Senior Lecturer at the University of Ghana’s Political Science department, Prof Ransford Gyampo is asking government to communicate with labour before they implement policies in regard to their pension funds.
According to him, if government’s claims that it had a better proposition for their pension and intended to safeguard their pensions were true, then government needed to have an in-depth discussion with them.
“If government has a better deal for us [labour union] which we doubt, they should sit us down and dialogue with us. Through dialogue, you are able to achieve or arrive at certain consensus.
“But it appears that this government, one of its deficiencies or its weakness, is its inability to dialogue. You want to go for people's money and you cannot even dialogue with them. Who does that?” he stressed while speaking on Joy FM’s Super Morning Show, on Tuesday, May 2.
Prof Gyampo further highlighted that the Union would not allow for government to add their pension funds to the debt exchange programme.
He explained that Labour had recommended several ways government could generate more revenue, however, it appeared that their suggestions had fallen on deaf ears.
The Senior Lecturer also referenced the President indicating that the Union had signed a Memorandum of Agreement (MOA) and agreed to work together with government to attain its aim.
But Prof Gyampo contended that government was not observing the agreement that was proposed in the MOA the Union had signed.
Although he admitted that the Union had signed the MOA, he indicated that “the proposal that we're thinking about when we signed that MOA has all not been heeded.

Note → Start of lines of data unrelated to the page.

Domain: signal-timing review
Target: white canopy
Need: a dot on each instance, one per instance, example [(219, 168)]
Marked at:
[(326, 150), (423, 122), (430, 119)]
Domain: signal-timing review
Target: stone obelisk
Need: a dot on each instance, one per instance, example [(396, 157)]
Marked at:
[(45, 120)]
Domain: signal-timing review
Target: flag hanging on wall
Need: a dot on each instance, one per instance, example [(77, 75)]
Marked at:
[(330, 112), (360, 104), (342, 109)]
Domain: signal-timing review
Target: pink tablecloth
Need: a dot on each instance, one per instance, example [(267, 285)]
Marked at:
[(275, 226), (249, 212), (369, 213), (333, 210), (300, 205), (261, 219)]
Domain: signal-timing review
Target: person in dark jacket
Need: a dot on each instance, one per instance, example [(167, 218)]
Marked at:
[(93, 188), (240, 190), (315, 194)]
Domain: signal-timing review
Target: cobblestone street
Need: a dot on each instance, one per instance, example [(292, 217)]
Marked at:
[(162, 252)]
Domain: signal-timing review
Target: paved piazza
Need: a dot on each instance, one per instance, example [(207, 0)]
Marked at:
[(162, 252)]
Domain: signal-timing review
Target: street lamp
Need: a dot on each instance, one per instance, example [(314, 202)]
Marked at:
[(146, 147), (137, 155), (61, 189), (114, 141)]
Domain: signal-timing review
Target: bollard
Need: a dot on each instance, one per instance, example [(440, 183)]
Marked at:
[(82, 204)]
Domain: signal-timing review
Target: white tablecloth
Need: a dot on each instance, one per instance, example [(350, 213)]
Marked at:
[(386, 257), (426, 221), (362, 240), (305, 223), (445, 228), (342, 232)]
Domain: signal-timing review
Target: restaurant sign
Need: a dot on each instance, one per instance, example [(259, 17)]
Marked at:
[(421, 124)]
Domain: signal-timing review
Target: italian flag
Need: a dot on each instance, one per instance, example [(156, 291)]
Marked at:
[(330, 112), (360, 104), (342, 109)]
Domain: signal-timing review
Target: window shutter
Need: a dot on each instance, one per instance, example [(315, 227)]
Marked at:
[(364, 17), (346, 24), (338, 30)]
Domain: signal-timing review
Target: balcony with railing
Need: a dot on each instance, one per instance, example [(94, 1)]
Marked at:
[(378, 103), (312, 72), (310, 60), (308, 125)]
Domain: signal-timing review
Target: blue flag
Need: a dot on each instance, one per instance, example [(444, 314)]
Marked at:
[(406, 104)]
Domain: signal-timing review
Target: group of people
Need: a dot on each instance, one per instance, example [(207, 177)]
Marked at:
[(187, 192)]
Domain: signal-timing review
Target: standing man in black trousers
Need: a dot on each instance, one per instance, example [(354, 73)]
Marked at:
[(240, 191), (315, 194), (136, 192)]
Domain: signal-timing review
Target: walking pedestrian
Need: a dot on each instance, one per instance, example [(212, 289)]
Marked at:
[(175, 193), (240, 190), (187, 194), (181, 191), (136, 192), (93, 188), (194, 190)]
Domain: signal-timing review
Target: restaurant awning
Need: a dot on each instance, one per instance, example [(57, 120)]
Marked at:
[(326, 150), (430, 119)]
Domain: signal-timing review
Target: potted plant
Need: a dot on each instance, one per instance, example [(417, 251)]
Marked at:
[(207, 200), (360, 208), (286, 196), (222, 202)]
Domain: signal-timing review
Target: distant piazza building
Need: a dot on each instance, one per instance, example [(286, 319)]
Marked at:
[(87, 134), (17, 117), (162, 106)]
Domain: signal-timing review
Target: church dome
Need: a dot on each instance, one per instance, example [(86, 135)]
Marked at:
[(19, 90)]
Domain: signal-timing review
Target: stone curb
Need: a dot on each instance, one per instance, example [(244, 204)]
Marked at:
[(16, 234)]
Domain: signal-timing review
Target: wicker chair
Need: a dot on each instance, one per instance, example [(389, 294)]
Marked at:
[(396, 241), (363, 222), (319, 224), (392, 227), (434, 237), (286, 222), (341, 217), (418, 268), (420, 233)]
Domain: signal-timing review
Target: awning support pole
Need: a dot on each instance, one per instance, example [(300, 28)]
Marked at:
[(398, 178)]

"Everything that we said the government should do and to leave our pensions alone, the government appeared not to be listening.
“The government wants to safeguard its own pensions…They are having accounts and keep their money abroad. We have something little here you are leaving yours and you want to come for ours I don't think it's going to work,” the academic stressed.
Also on the same segment, the president of the National Association of Graduate Teachers (NAGRAT), Angel Carbonu stated that the Union had never been in support of any government administration going to the IMF to seek a bailout.
He explained that the policies of the IMF were always disadvantageous to Ghanaian workers, hence their opposition to government seeking funds from the IMF.
“It looks as if the impression is being created now that to get the IMF deal is an achievement. Please; to get an IMF deal brings untold suffering on the Ghanaian worker,” Mr Carbonu stressed.